Lembaga Kerapatan Adat Alam Minangkabau (LKAAM) Sumatera Barat menilai hilangnya budaya malu di Minangkabau membuat ibu dan anaknya mau menjalankan bisnis prostitusi berkedok kos-kosan di Jalan Adinegoro Kelurahan Lubuk Buaya, Kecamatan Koto Tangah, Kota Padang.

Ketua Lembaga Kerapatan Adat Alam Minangkabau (LKAAM) Sumatera Barat M Sayuti Datuak Rajo Pangulu saat dihubungi dari Padang, Selasa mengatakan saat ini masyarakat Minangkabau sudah tidak memiliki rasa malu untuk melakukan suatu pelanggaran dan ia prihatin atas kasus prostitusi yang dijalankan seorang ibu dan anaknya itu.
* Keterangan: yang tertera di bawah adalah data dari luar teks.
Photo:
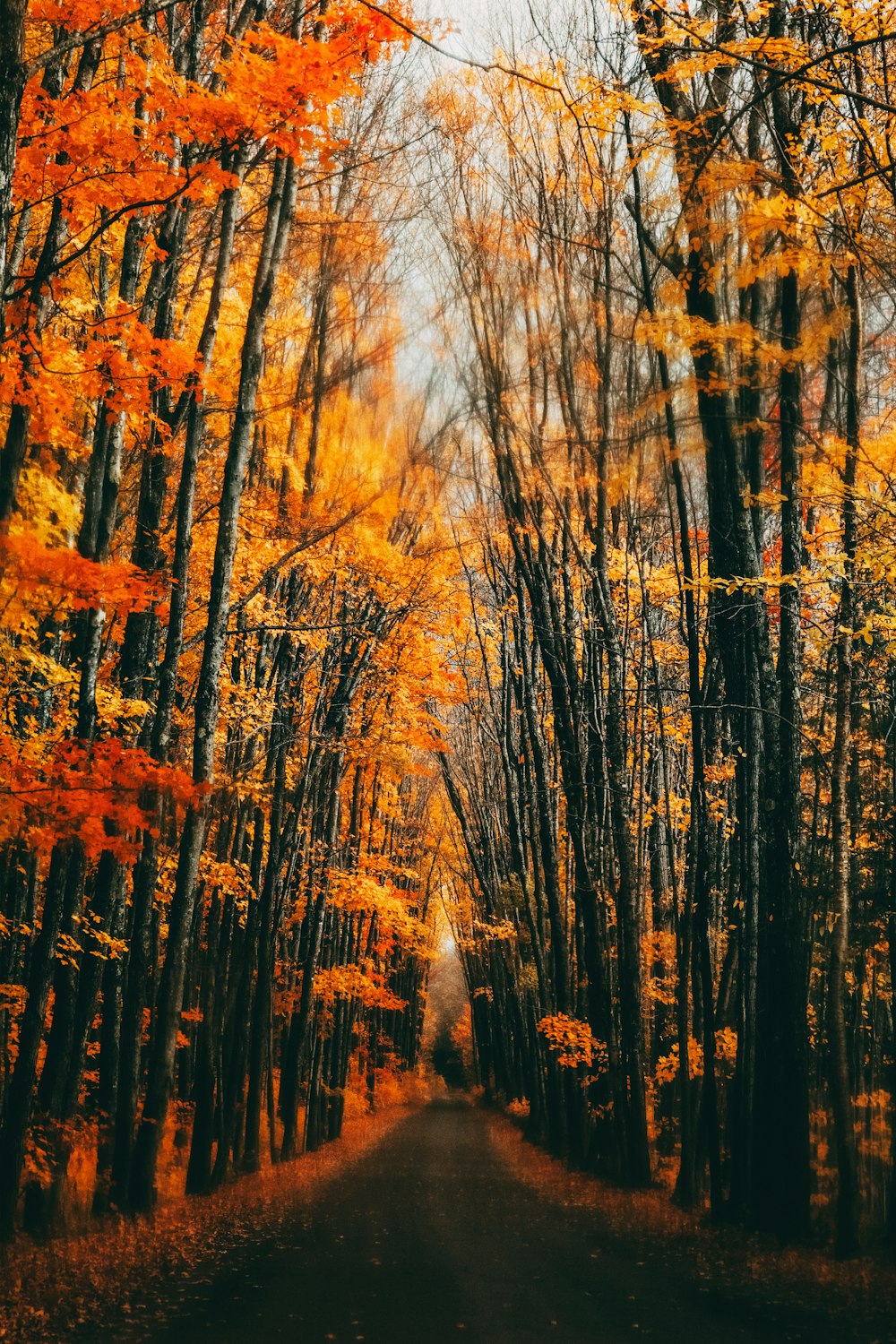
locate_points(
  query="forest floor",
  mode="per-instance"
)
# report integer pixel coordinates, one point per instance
(427, 1225)
(123, 1279)
(793, 1292)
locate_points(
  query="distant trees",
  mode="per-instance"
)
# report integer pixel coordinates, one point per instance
(218, 642)
(675, 924)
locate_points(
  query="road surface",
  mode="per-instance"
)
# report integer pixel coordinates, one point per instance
(432, 1239)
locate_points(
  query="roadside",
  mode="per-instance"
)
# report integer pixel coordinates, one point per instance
(794, 1287)
(131, 1271)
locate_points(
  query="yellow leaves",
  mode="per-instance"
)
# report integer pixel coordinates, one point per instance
(354, 981)
(573, 1042)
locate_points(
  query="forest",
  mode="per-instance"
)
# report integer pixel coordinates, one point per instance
(449, 503)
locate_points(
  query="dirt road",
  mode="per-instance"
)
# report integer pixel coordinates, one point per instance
(432, 1239)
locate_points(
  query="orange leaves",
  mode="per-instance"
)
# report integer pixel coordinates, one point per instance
(355, 983)
(573, 1043)
(86, 792)
(56, 578)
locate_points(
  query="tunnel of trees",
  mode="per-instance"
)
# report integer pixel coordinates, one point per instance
(562, 616)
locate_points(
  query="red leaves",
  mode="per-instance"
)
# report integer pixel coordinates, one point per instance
(65, 578)
(90, 792)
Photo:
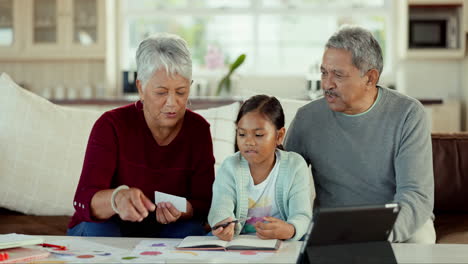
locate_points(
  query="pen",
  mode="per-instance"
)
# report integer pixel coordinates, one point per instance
(224, 225)
(54, 246)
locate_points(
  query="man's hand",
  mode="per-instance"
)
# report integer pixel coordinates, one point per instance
(275, 229)
(225, 233)
(133, 205)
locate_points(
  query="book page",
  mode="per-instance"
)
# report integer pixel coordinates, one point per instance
(18, 240)
(202, 241)
(252, 242)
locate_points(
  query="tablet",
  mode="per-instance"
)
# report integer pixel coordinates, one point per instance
(354, 224)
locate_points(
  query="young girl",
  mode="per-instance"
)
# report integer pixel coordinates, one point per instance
(261, 188)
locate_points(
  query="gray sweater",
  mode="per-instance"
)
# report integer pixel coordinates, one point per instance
(380, 156)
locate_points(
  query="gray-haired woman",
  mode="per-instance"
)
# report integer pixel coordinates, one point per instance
(155, 144)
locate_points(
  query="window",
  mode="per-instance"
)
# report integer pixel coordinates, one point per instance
(279, 37)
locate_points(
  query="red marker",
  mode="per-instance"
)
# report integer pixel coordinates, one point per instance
(3, 256)
(54, 246)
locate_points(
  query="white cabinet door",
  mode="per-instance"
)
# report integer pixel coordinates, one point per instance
(10, 28)
(87, 33)
(61, 29)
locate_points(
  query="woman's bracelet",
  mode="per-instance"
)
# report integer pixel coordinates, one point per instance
(114, 193)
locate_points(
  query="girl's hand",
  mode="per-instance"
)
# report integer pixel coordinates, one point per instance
(275, 229)
(225, 233)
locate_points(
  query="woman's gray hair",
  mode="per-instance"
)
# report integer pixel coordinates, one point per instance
(163, 50)
(365, 51)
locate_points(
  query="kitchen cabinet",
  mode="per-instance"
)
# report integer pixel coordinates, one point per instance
(407, 8)
(57, 29)
(10, 32)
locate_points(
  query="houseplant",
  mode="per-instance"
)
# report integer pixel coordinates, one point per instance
(225, 83)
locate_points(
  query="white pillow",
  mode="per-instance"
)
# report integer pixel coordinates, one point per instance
(42, 151)
(223, 129)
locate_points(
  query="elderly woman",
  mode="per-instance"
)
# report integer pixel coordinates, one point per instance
(155, 144)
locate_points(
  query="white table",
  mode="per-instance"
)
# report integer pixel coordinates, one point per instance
(405, 253)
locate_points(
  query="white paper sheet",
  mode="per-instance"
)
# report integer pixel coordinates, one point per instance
(180, 203)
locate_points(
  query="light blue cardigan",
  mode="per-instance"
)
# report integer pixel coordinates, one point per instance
(293, 192)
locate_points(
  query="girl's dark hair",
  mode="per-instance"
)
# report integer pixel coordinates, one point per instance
(266, 105)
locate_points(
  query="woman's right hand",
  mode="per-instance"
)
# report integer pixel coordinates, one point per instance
(225, 233)
(133, 205)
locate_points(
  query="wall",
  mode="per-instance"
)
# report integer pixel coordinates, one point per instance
(430, 79)
(43, 77)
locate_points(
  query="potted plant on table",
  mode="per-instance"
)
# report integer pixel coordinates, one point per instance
(225, 83)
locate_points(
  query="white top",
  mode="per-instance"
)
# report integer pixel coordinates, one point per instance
(262, 198)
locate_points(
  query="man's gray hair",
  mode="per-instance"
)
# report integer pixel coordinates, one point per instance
(365, 51)
(163, 50)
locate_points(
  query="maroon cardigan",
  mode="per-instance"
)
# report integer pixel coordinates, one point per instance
(122, 150)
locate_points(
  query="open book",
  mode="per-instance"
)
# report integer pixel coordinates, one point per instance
(24, 255)
(18, 240)
(242, 242)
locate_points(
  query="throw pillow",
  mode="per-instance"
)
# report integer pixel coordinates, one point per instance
(43, 148)
(223, 130)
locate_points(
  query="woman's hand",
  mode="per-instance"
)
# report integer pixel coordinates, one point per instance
(225, 233)
(133, 205)
(275, 229)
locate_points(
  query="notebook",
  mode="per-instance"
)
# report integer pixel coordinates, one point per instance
(22, 255)
(18, 240)
(242, 242)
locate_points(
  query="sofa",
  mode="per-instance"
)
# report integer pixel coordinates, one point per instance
(43, 147)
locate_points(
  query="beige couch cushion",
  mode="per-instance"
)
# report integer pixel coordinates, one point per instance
(223, 130)
(42, 150)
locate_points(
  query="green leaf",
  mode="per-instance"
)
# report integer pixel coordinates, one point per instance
(226, 80)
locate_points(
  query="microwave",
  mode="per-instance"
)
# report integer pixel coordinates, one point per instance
(433, 30)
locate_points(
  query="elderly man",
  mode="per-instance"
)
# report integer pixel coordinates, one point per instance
(367, 144)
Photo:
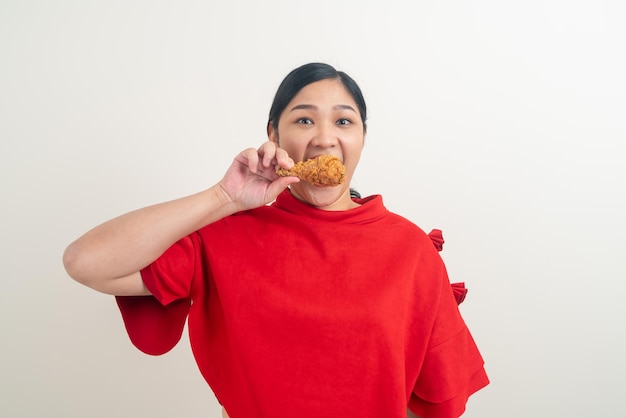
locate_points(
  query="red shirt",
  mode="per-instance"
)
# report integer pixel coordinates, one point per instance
(296, 311)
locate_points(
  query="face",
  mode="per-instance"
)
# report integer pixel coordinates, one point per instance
(322, 118)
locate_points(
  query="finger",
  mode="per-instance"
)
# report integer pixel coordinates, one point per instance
(250, 158)
(268, 153)
(283, 160)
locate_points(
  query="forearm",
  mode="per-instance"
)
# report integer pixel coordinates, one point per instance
(128, 243)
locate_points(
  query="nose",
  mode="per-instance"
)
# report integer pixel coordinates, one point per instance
(325, 136)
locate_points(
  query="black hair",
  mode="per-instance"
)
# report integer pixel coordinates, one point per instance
(306, 74)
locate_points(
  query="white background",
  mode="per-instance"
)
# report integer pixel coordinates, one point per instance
(501, 123)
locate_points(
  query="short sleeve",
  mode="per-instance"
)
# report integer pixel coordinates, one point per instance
(452, 369)
(155, 323)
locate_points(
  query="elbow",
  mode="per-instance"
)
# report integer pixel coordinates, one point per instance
(73, 264)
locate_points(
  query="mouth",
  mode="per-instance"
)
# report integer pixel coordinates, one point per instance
(322, 170)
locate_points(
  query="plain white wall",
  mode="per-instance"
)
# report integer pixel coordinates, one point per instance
(502, 123)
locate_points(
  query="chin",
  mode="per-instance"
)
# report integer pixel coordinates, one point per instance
(333, 198)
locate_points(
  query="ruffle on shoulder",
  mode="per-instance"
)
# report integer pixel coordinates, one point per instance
(459, 289)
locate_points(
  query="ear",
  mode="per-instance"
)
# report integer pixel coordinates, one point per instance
(272, 134)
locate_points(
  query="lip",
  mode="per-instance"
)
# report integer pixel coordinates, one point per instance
(321, 155)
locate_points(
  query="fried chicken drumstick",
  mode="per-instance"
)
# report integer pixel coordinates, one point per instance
(325, 170)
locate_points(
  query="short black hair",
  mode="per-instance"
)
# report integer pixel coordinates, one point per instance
(306, 74)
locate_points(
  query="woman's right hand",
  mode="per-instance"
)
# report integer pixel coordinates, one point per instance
(251, 180)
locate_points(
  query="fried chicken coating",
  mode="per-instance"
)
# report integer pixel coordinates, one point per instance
(325, 170)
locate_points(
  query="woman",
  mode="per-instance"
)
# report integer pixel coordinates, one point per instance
(318, 305)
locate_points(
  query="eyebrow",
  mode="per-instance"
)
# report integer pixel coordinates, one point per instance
(313, 107)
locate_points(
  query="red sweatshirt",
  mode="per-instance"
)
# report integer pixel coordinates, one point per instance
(296, 311)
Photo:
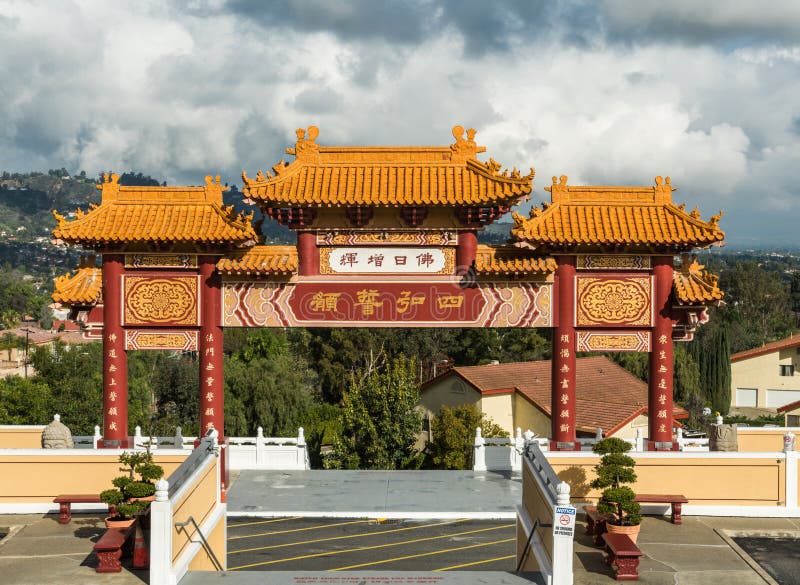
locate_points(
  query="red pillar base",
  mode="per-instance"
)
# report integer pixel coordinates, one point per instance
(662, 446)
(114, 444)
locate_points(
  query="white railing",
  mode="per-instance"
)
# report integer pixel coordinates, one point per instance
(257, 452)
(262, 452)
(502, 454)
(174, 499)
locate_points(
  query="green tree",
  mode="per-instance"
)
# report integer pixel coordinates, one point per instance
(24, 401)
(453, 436)
(74, 377)
(757, 305)
(380, 423)
(686, 373)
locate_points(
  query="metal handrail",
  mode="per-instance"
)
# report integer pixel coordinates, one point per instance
(191, 520)
(525, 550)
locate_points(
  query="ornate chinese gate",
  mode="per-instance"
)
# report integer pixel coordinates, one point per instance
(387, 236)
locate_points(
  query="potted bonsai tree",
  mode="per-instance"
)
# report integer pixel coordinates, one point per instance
(617, 500)
(129, 496)
(141, 464)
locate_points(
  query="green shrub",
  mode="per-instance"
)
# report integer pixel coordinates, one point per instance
(139, 489)
(111, 497)
(616, 468)
(121, 481)
(150, 472)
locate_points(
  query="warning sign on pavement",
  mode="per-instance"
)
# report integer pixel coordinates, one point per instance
(564, 524)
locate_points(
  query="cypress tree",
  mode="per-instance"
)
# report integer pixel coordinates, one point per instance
(721, 355)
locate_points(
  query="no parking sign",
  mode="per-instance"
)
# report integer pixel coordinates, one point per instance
(564, 521)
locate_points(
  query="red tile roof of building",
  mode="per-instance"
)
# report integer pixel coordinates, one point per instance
(771, 347)
(789, 407)
(607, 396)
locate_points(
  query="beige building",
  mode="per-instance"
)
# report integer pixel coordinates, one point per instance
(518, 395)
(767, 376)
(791, 415)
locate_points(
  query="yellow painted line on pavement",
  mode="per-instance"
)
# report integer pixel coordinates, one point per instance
(426, 554)
(472, 564)
(373, 547)
(265, 521)
(298, 529)
(345, 537)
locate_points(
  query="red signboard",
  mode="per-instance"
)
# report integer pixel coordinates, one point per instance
(354, 303)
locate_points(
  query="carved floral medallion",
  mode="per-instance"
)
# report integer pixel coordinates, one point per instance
(150, 300)
(613, 301)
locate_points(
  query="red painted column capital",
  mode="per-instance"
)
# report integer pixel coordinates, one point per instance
(660, 386)
(307, 254)
(212, 385)
(563, 378)
(115, 360)
(466, 250)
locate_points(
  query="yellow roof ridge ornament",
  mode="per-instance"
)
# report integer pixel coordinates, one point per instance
(109, 187)
(214, 188)
(465, 148)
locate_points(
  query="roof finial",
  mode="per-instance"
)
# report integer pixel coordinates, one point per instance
(464, 148)
(305, 142)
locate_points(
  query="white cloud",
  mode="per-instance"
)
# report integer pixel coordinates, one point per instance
(179, 94)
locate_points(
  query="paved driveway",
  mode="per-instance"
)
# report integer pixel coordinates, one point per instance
(376, 494)
(336, 544)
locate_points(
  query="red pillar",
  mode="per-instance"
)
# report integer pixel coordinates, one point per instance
(466, 251)
(563, 361)
(660, 386)
(115, 360)
(212, 387)
(307, 254)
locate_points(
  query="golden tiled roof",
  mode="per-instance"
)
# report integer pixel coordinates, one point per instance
(155, 215)
(511, 260)
(695, 285)
(261, 260)
(387, 175)
(612, 216)
(84, 287)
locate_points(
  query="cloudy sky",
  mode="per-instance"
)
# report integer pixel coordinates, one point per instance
(605, 91)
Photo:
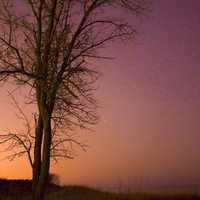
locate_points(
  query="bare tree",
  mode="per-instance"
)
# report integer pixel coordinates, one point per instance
(50, 46)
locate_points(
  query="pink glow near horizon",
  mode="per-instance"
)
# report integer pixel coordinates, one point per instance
(149, 128)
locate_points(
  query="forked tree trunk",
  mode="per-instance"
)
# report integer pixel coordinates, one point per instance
(45, 165)
(37, 154)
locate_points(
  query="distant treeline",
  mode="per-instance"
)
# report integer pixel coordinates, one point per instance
(20, 186)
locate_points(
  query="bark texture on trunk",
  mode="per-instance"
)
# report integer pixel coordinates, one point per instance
(45, 165)
(37, 153)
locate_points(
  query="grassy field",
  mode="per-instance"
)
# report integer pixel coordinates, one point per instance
(20, 190)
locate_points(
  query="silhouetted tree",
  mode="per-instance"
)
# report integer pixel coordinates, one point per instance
(50, 45)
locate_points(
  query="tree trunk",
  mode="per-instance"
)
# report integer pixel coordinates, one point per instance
(37, 154)
(45, 165)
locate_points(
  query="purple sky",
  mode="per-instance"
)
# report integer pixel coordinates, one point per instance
(149, 94)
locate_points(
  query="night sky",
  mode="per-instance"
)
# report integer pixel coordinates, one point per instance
(149, 130)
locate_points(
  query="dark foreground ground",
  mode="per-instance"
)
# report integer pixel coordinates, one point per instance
(21, 190)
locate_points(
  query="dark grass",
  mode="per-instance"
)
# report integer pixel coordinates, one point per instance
(21, 190)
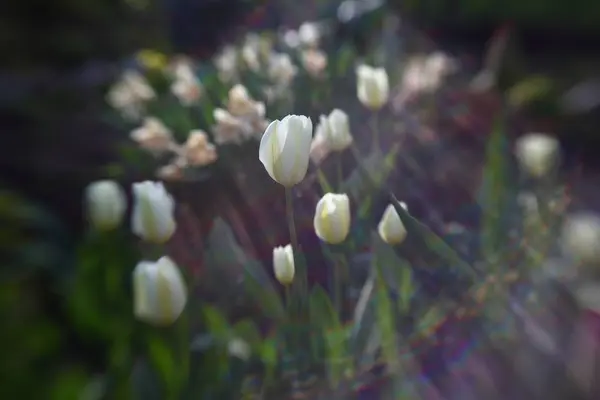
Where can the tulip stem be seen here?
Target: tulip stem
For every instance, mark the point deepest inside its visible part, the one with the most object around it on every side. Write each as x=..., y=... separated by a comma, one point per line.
x=289, y=211
x=375, y=131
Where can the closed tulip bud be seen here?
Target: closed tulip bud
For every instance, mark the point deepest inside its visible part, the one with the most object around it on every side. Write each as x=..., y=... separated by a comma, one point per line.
x=159, y=292
x=581, y=238
x=332, y=218
x=537, y=153
x=373, y=86
x=334, y=130
x=106, y=204
x=152, y=218
x=283, y=264
x=390, y=228
x=285, y=149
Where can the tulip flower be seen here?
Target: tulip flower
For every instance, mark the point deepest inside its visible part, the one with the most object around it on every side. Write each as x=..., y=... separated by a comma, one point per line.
x=285, y=149
x=160, y=292
x=283, y=264
x=581, y=238
x=152, y=218
x=332, y=218
x=334, y=131
x=537, y=153
x=106, y=204
x=390, y=228
x=373, y=86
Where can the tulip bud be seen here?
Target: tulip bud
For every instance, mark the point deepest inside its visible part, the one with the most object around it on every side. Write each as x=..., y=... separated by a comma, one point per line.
x=334, y=130
x=332, y=218
x=159, y=292
x=285, y=149
x=373, y=86
x=581, y=238
x=283, y=264
x=390, y=228
x=537, y=153
x=152, y=218
x=105, y=204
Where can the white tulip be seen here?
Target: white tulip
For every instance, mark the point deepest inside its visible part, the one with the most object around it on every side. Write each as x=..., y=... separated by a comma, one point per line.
x=106, y=204
x=373, y=86
x=285, y=149
x=334, y=130
x=159, y=292
x=332, y=218
x=283, y=264
x=390, y=228
x=537, y=153
x=581, y=238
x=152, y=218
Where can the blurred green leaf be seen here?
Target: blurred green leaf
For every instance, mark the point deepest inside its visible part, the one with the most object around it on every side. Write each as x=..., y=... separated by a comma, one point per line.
x=430, y=241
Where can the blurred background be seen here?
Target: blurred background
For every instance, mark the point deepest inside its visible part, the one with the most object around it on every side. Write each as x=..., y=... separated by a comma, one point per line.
x=534, y=65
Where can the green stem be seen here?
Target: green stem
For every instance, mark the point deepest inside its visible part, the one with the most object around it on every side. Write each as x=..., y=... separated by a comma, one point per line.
x=299, y=282
x=375, y=132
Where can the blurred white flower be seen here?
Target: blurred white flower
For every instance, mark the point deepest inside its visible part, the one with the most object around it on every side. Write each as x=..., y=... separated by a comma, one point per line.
x=152, y=217
x=130, y=94
x=159, y=292
x=281, y=69
x=186, y=86
x=372, y=86
x=106, y=204
x=285, y=149
x=227, y=64
x=314, y=61
x=537, y=153
x=390, y=228
x=581, y=238
x=334, y=131
x=153, y=136
x=332, y=218
x=309, y=34
x=243, y=119
x=283, y=264
x=198, y=151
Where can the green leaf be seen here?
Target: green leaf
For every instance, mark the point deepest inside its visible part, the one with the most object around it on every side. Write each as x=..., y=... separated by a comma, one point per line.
x=322, y=311
x=495, y=197
x=430, y=240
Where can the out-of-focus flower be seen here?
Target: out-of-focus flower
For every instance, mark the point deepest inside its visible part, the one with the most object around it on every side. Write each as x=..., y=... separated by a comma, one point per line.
x=227, y=64
x=581, y=238
x=281, y=69
x=283, y=264
x=186, y=86
x=314, y=61
x=334, y=130
x=152, y=217
x=309, y=34
x=159, y=292
x=130, y=94
x=243, y=119
x=390, y=228
x=332, y=218
x=198, y=151
x=152, y=59
x=285, y=149
x=537, y=153
x=170, y=172
x=153, y=136
x=372, y=87
x=106, y=204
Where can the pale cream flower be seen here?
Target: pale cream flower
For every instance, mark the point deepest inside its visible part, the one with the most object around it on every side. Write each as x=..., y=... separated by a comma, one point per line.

Baca juga: Jalankan bisnis prostitusi berkedok kos-kosan, ibu dan anak diringkus polisi

"Berita tersebut merupakan salah satu contoh budaya malu yang tidak lagi diterapkan oleh masyarakat, karena jika sang pelaku menanamkan rasa malu dalam dirinya maka tidak akan ada kasus tersebut di Padang," kata dia.

Menurutnya budaya malu ialah menanamkan rasa malu dalam diri. Sehingga seseorang tidak berani melakukan suatu perbuatan menyimpang atau memalukan diri sendiri di hadapan orang lain seperti berbuat zina, mencuri, melakukan prostitusi dan lain sebagainya.

Ia juga mengatakan kasus prostitusi tersebut juga disebabkan karena budaya tegur sapa yang tidak lagi dijalankan oleh masyarakat di Minangkabau.

"Budaya tegur sapa ini maksudnya ialah rasa kepedulian antar sesama, saling bertanya jika terjadi sesuatu hal yang janggal, namun yang sering ditemui saat ini masyarakat Minangkabau tak lagi menunjukkan rasa peduli," kata dia menerangkan.

Menurutnya kasus prostitusi yang terjadi di Lubuk Buaya tersebut merupakan suatu kasus yang telah melanggar aturan adat Minangkabau yakni adat basandi syarak, syarak basandi kitabullah.

Baca juga: Pengakuan warga di sekitar lokasi prostitusi modus rumah kos di Kota Padang

"Bahkan aturan adat itu sendiri sudah mulai memudar, jika masyarakat Minangkabau menaati aturan itu mereka tidak akan melakukannya. Karena sebagaimana yang dijelaskan dalam kitabullah sesungguhnya perbuatan itu ialah haram dan sangat dibenci oleh Allah," kata dia.

Ia berharap pada pemerintah setempat agar aturan Minangkabau yang bersandarkan pada adat bersandi syarak, syarak bersandi kitabullah kembali ditegakkan.

Kemudian ia juga mengharapkan pada penegak hukum agar terus meningkatkan pengawasan supaya kasus tersebut tidak terulang lagi.

"Tentunya juga dibantu oleh masyarakat dengan meningkatkan dan mengenalkan kembali budaya tegur sapa dan budaya malu ke anak cucu," kata dia.